I will admit some of the murders are a wee bit entertaining. I will even admit that the idea of a pet alligator tearing some poor schlep to pieces has some allure. I will further admit that "Eaten Alive" is a terrible, boring piece of trash that entertaining murders and hungry gators cannot redeem. A large part of the problem with this film falls squarely on the shoulders of the cast. Englund provides precious few reasons to watch this film, and it is more than a bit surprising that he managed to get work after appearing in this dreck. Carolyn Jones, who played the erotic Morticia Addams (admit it; she was something to look at!) in the seminal television series, appears in the part of Miss Hattie. What an embarrassing appearance! Her entire shtick relies on her roaming around wearing a huge ball cap while blurting out nonsensical statements. Mel Ferrar, quite simply, should have known better. Marilyn Burns rehashes her "Texas Chainsaw Massacre" role here without any of the amazing verve she showed in that movie. The real death knell of "Eaten Alive" is Neville Brand as the mentally dyspeptic Judd. Large sections of the film reveal nothing except Brand ambling around his lodgings mumbling his lines in Esperanto or some equally obscure language. It sure as heck wasn't English because I didn't understand a word this guy said. Attention casting director, screenwriter, and actors of "Eaten Alive": Have you no sense of decency, sirs, at long last? Have you no sense of decency?
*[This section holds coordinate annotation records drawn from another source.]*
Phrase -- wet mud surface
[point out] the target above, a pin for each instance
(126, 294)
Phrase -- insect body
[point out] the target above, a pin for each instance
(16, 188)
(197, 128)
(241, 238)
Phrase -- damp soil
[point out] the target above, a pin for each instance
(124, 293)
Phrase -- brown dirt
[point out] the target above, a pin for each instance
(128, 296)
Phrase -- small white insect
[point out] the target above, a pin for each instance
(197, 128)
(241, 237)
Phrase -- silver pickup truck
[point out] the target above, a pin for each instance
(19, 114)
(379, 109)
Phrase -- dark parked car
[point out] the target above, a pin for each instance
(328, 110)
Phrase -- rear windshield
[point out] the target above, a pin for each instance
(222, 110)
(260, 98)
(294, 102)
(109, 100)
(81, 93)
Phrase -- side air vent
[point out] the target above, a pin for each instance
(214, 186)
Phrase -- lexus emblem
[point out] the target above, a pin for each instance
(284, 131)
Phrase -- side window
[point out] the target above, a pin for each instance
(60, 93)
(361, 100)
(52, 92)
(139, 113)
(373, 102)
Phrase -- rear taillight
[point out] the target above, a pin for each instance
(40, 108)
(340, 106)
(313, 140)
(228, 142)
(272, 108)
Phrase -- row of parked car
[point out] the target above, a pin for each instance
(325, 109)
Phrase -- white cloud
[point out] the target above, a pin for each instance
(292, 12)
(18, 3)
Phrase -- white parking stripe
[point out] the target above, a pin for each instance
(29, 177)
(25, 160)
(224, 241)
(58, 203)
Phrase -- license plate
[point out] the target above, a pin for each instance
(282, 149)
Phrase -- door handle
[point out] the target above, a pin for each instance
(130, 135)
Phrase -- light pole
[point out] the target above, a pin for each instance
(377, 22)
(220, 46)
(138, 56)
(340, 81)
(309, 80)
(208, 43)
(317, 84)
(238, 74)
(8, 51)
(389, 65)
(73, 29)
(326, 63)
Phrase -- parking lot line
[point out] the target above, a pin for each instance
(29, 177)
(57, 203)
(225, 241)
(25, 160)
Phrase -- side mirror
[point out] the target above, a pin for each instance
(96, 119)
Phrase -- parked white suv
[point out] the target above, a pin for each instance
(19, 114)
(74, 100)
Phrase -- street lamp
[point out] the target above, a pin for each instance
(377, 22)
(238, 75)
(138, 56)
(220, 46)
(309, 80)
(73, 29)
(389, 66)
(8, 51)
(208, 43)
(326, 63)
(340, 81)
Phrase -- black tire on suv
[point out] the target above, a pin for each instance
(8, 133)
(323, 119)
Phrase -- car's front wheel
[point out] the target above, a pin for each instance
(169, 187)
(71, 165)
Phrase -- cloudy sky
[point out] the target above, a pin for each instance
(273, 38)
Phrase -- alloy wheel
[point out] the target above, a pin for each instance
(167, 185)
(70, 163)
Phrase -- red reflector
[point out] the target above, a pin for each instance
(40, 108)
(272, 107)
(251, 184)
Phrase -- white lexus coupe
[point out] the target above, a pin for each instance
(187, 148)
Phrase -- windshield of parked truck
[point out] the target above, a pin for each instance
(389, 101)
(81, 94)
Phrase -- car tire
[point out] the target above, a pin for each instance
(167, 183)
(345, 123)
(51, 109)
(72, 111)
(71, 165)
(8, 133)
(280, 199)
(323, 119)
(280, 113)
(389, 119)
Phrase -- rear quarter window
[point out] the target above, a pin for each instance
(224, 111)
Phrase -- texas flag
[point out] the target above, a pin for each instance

If you need any additional proof that "Eaten Alive" flatlines, look no further than the incredibly inept pacing. What was Tobe Hooper thinking when he let scenes run on this long without a satisfying resolution? How long does that little girl crawl around under the porch? Marilyn Burns screams and screams while bound on a bed for what seems like an eternity. Judd listens to country and western records while rambling in Sanskrit FOREVER. While we're at it, lets mention the awful lighting effects and the red tinted sky. In what part of this world is there a place where the sky is red all of the time? I'm not even going to go into as much depth as I should in describing the horribly cheesy looking alligator in Judd's pond except to say that is horrible and not in a good way cheesy. Watching this film was the equivalent of a surgeon performing your liver transplant with a pair of tweezers.

In the final analysis, "Eaten Alive" definitely ranks as one of the worst films I have ever seen. Nothing works here in any way, shape, or form. Perhaps the most amazing aspect of the film is that Tobe Hooper managed to get more work afterwards. He went on to assist in the making of "Poltergeist" and helmed the intriguing "Lifeforce" in the 1980s. He still works today, although one hopes that he occasionally wakes up in a cold sweat for having produced this car wreck.